The Mississippi Division of Sons of Confederate Veterans posted Bryant’s proclamation on its website during the weekend.

Bryant spokesman Knox Graham confirmed to The Associated Press on Monday that the document was signed and issued by the second-term governor on Friday — the same day Bryant was on the Gulf Coast for a state bicentennial celebration that drew a crowd of thousands.

“As I’ve said in the past, I believe Mississippi’s history deserves study and reflection, no matter how unpleasant or complicated the matter may be,” Bryant said in a statement Monday. “Like other governors before me who issued similar proclamations for over the last two decades, I also believe gaining insight from our mistakes and successes will help us move forward.”

Bryant proclaimed last October to be Racial Reconciliation Month, at the request of Mission Mississippi, a Christian group that has been working since 1993 to break down barriers in a state with a troubled history of race relations. The state’s population is about 60 percent white and 38 percent black.

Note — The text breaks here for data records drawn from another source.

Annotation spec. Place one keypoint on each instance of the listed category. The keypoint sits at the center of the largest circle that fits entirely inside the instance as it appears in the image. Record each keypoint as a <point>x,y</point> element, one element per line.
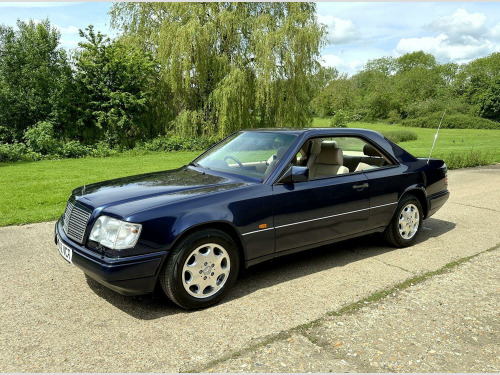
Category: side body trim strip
<point>321,218</point>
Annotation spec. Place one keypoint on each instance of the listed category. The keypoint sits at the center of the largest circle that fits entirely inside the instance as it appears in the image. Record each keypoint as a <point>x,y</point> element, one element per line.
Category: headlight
<point>115,234</point>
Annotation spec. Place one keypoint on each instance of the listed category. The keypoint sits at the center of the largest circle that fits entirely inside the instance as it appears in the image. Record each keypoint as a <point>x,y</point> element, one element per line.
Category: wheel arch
<point>419,193</point>
<point>221,225</point>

In Georgia last week, a white lawmaker drew criticism from the Legislative Black Caucus after he filed a resolution that proposed recognizing April as Confederate History Month. The resolution died when the Georgia legislative session ended.

Without naming the Civil War, Bryant’s resolution notes that the “Confederate states began and ended a four-year struggle” in April.

Mississippi has the last state flag in the nation that prominently features the Confederate battle emblem. The state has had the same flag since 1894, and voters chose to keep it in 2001. Bryant has said if the flag design is to be reconsidered, it should be done by another statewide election.